Wenn man etwas besonders Progressives herausheben will, ist es die Verdrehung der Speichen. Diese Verdrehung akzentuieren wir, weil sie das gelernte ästhetische Bild durchkreuzt. Damit erscheint das Rad neu und modern. Der Mensch gewöhnt sich mit der Zeit an eine gewisse Sichtweise – auch wenn er nicht weiß, warum er sich daran gewöhnt oder an was er sich gewöhnt. Und diese Gewöhnung muss man durchbrechen. Das kann natürlich auch polarisieren. Aber wenn man bei diesem Bruch mit Ästhetik dagegenhält, erreicht man ein Empfinden von Modernität. In diesem Fall ist es das Zusammenspiel zwischen dem, was man sehen will, also konzentrische Speichen, aber eben mit einer Verdrehung, die man eher im Hintergrund wahrnimmt, sodass sie eben nicht polarisiert. Dazu kommt Textur, die in den letzten Jahren eine starke und sehr moderne Entwicklung in der Designwelt erlebt. Bei Audi sind diese sich wiederholenden Striche Gestaltungsmerkmal einer elektrischen Designsprache.
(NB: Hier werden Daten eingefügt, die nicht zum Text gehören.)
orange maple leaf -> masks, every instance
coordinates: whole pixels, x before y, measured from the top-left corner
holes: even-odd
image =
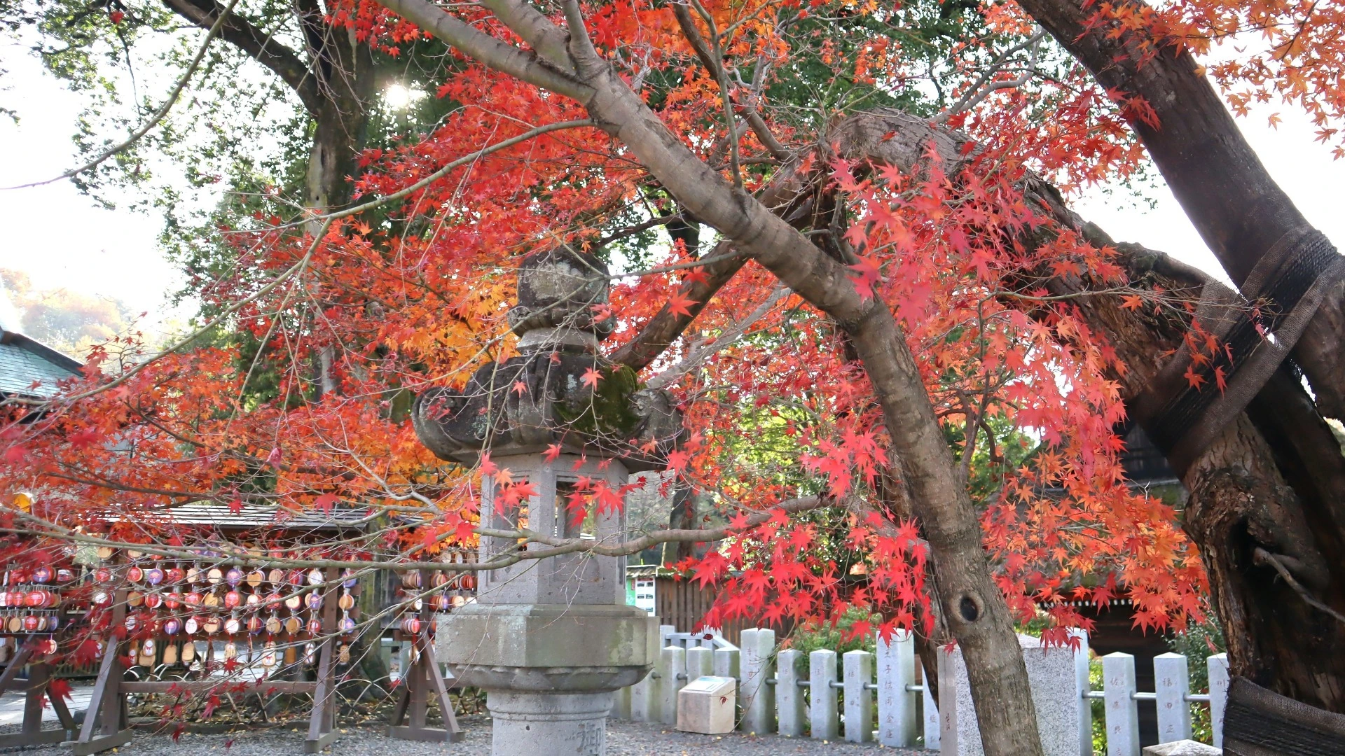
[[[1181,377],[1185,378],[1186,383],[1189,383],[1194,389],[1198,389],[1200,385],[1205,382],[1205,377],[1196,373],[1194,365],[1188,365],[1186,373],[1182,373]]]

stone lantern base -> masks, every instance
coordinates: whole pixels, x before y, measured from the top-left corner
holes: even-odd
[[[492,756],[604,756],[612,693],[648,674],[658,642],[635,607],[468,604],[440,620],[436,655],[486,690]]]

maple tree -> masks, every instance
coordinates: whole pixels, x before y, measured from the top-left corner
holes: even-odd
[[[1154,355],[1185,358],[1177,374],[1197,393],[1236,389],[1225,344],[1196,316],[1210,281],[1112,242],[1063,199],[1132,176],[1147,149],[1241,282],[1303,221],[1283,211],[1192,52],[1266,30],[1278,56],[1220,65],[1217,81],[1235,108],[1268,91],[1325,102],[1310,108],[1330,132],[1338,113],[1319,96],[1336,77],[1307,50],[1334,44],[1332,13],[1307,9],[1303,32],[1286,36],[1283,20],[1302,13],[1290,4],[1194,0],[1162,12],[1069,0],[260,7],[339,42],[315,59],[352,61],[356,89],[373,86],[358,75],[373,55],[432,62],[421,70],[440,116],[360,151],[355,124],[336,124],[332,141],[323,106],[305,100],[317,124],[308,176],[320,180],[299,202],[269,192],[245,204],[198,281],[202,336],[237,338],[124,365],[94,350],[40,412],[11,402],[4,494],[42,492],[11,530],[172,546],[190,534],[134,515],[194,500],[282,513],[350,502],[398,517],[343,564],[469,546],[475,476],[511,504],[529,484],[488,459],[440,465],[414,437],[409,400],[515,354],[511,272],[564,242],[619,269],[593,315],[612,320],[612,369],[589,369],[584,389],[597,406],[639,371],[674,390],[690,433],[650,484],[694,491],[697,511],[722,525],[683,518],[593,545],[519,523],[511,535],[545,547],[510,558],[721,542],[681,552],[693,580],[720,587],[707,621],[835,619],[858,605],[880,632],[913,627],[925,648],[956,640],[987,753],[1040,752],[1013,623],[1050,604],[1045,632],[1064,642],[1087,626],[1065,597],[1124,593],[1146,628],[1180,628],[1204,616],[1212,588],[1235,671],[1345,705],[1305,682],[1337,617],[1307,600],[1271,609],[1295,599],[1276,584],[1295,573],[1305,599],[1338,603],[1326,554],[1341,542],[1342,463],[1321,418],[1338,417],[1333,397],[1345,395],[1333,362],[1341,285],[1295,347],[1315,404],[1286,369],[1254,386],[1182,460],[1180,517],[1124,486],[1115,430],[1128,414],[1158,428],[1145,402],[1170,377]],[[218,5],[202,8],[194,23],[237,36]],[[967,17],[948,26],[955,13]],[[231,43],[277,69],[260,58],[269,47]],[[367,117],[373,89],[360,91],[332,105],[342,118]],[[1227,155],[1192,147],[1210,133]],[[572,515],[624,492],[584,482]],[[855,564],[858,589],[841,580]]]

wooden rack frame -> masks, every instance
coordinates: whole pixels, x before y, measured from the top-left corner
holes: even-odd
[[[22,670],[32,658],[32,646],[24,643],[13,652],[9,663],[0,674],[0,694],[15,686]],[[23,687],[23,726],[19,732],[0,734],[0,748],[15,748],[19,745],[43,745],[48,743],[65,743],[75,729],[75,720],[70,716],[70,709],[59,695],[48,695],[51,709],[55,710],[61,721],[61,729],[42,729],[42,694],[47,691],[51,682],[51,666],[46,662],[35,662],[28,666],[27,686]]]
[[[311,693],[313,709],[308,720],[308,736],[304,739],[304,753],[319,753],[336,740],[336,665],[332,659],[336,644],[336,593],[342,580],[336,569],[328,568],[323,588],[323,639],[317,650],[316,681],[265,681],[262,690],[274,693]],[[128,589],[117,591],[112,609],[112,627],[117,628],[126,619]],[[70,743],[74,756],[90,756],[110,748],[130,743],[132,730],[126,716],[126,694],[129,693],[203,693],[218,689],[222,683],[211,679],[194,681],[126,681],[125,669],[117,655],[120,642],[109,634],[98,669],[98,679],[89,700],[79,737]]]
[[[401,693],[397,694],[397,706],[393,709],[391,722],[387,734],[404,740],[424,740],[430,743],[459,743],[464,733],[457,726],[457,717],[453,716],[453,702],[448,698],[448,685],[434,660],[434,639],[428,632],[418,632],[408,636],[397,631],[398,640],[412,643],[412,654],[416,660],[410,669],[402,673]],[[443,728],[425,726],[425,714],[429,710],[428,695],[438,698],[438,710],[444,714]],[[410,716],[408,724],[402,724]]]

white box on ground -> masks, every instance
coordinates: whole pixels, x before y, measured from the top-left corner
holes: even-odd
[[[677,729],[703,734],[733,732],[738,681],[705,675],[677,693]]]

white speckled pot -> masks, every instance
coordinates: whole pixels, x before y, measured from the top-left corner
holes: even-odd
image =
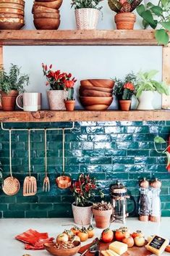
[[[72,205],[72,213],[76,224],[89,225],[92,219],[92,204],[88,207],[76,206],[74,203]]]
[[[99,11],[93,8],[75,9],[77,29],[96,29]]]

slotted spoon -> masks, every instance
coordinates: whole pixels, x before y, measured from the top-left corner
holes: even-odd
[[[50,181],[47,176],[47,157],[46,157],[46,129],[44,129],[44,153],[45,153],[45,178],[43,179],[43,191],[50,191]]]
[[[9,170],[10,177],[4,179],[2,190],[8,196],[14,196],[20,189],[20,181],[12,176],[12,131],[9,130]]]
[[[28,172],[29,176],[26,176],[24,180],[23,196],[34,196],[37,193],[37,181],[30,173],[30,130],[28,129]]]

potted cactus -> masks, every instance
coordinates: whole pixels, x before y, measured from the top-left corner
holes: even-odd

Sie finden sich unter anderem in der Lichtsignatur des Audi e-tron und jetzt eben auch im Raddesign. Die Mehrfarbigkeit des Audi e-tron Rades zeigt darüber hinaus eine gewisse optische Komplexität. Und wie bei einem sichtbaren Uhrwerk einer hochwertigen Uhr, das man als Laie nicht wirklich versteht, wirkt, was komplex aussieht, begehrlich. Genauso ist es auch bei diesem Rad. Man erkennt, es ist zu einem Ganzen zusammengesteckt, und jedes einzelne Bauteil ist ganz selbstverständlich Teil von etwas Größerem.